昨日の夜、あれだけ憔悴しきっていたのになかなか寝付けなかった。夜中の一時になっても寝付けない。

こっちに来てから全然疲れが取れない。常にやることはいっぱいなのに、疲れを取る方法がない。日本だったら温泉でも入りに行って美味いもんでも食べに行けるのに...と思う。クラファンの準備と広報、放課後授業の学校周り、カリキュラムづくり。今日もこれからバイタクに乗って遠い距離を回る。

何でこんなことしてるんだっけ。

ここでやっていることは、一銭の儲けにもならない。もしクラファンが成功して150万なんて大金をもらうことになっても、そのお金の行き先はもちろん全部この島だ。

なにをわざわざ遠く離れた日本からこんなところまで来て、こんな辛い思いしてまで、身を削ってこんなことしてるんだろう俺は...日本にいたら、友達とだって遊べるし、就活だって余裕を持ってできる。大好きな静岡にだってもう少しいられたかもしれない。

正直、150万なんて金額達成できると思っていなかった。それでも始めなきゃいけないから、いろんな人にお願いして疎まれるかもしれないし、お金が入ったからと言ってプロジェクトがうまく回るかどうかもわからないけど、もう、島では始まる前提だった。逃げられない。

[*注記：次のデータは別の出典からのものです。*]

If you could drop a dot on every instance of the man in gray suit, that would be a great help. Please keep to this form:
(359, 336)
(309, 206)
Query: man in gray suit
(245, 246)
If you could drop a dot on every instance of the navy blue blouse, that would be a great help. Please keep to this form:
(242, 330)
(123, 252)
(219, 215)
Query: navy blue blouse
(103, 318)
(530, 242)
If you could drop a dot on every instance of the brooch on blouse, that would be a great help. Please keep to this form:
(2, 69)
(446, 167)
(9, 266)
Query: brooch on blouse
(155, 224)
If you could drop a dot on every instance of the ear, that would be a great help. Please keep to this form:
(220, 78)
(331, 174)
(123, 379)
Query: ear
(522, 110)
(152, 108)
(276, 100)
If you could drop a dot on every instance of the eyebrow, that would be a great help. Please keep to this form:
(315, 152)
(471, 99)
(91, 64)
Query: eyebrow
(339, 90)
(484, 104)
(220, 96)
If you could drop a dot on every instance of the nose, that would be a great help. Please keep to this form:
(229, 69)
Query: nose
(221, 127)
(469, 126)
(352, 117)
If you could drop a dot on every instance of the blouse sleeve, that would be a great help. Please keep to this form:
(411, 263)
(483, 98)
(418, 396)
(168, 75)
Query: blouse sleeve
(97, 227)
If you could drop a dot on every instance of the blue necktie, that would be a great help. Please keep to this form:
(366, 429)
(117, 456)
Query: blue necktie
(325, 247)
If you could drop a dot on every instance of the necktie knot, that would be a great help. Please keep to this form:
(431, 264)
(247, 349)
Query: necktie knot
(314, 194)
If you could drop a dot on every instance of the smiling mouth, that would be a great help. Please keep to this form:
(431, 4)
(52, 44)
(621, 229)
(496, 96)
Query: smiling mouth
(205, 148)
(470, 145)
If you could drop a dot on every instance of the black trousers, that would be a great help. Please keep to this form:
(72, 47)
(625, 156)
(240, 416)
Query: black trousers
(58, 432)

「今、俺達に先生の注目が集まってるぞ。プロジェクトを一日でも早く始めてほしいと思ってるんだよ、みんな。」

「今会った先生、覚えてるか?向こうは覚えてたな。俺たちのこと期待してるんだよ。」

「大事なのは、5月に放課後授業を始めることだ。でないと先生たちからの信用を失ってしまうからな。」

ケビン、あなたには僕の考えていることなんてわからないだろう。多分一生。その言葉がどれだけ、僕を消耗させているのかを。あなたは、外国で、180度違うライフスタイルで、毎日のように差別を受けながら、ここで暮らして働くことがどれだけ過酷なことか、一生、知ることはないと思う。僕が、150万を集めるために人に疎まれる覚悟までしなきゃいけないことなんて、きっと彼は知る由もない。

俺、こんな所で何やってるんだろう。

心の弱った日は、そんなことを何度も考える。眠れない夜中に、そんな問いがぐるぐる頭を回る。

疲れたなぁ。帰りたい。まだ頑張れるかなぁ。

首にできた原因不明の腫れがずっとヒリヒリしていて、その痛みが僕を眠りから遠ざけているみたいだった。それでもなんとか眠れて、でも次の日起きると朝の6時だった。全然寝れてないじゃん...頭が少しぼーっとするのがわかるけど、目は完璧に冴えていた。なんの気無しにnoteを見る。通知が来ていたから見る。

誰かがサポートをくれていた。

ほんとうに、僕の全く知らない赤の他人。現実でなら、交差点ですれ違ってしまうような人だったと思う。そんな人がいきなり、

「はいこれ。大変だと思うけど、頑張ってね。」

と言って、僕にお金を渡してくれたような、そんな気持ちになって、ベッドに横になっていた僕の頬を涙が伝った。顔も知らない誰かが、会ったこともない誰かが、僕の背中をそっと押してくれた。

日本に帰ったら、誰よりも美味しくラーメンを食べられる自信がある。誰よりも気持ちよく温泉に浸かれる自信がある。誰よりも深く、眠れる自信がある。あと一ヶ月。あと、一ヶ月。日本に帰ったら。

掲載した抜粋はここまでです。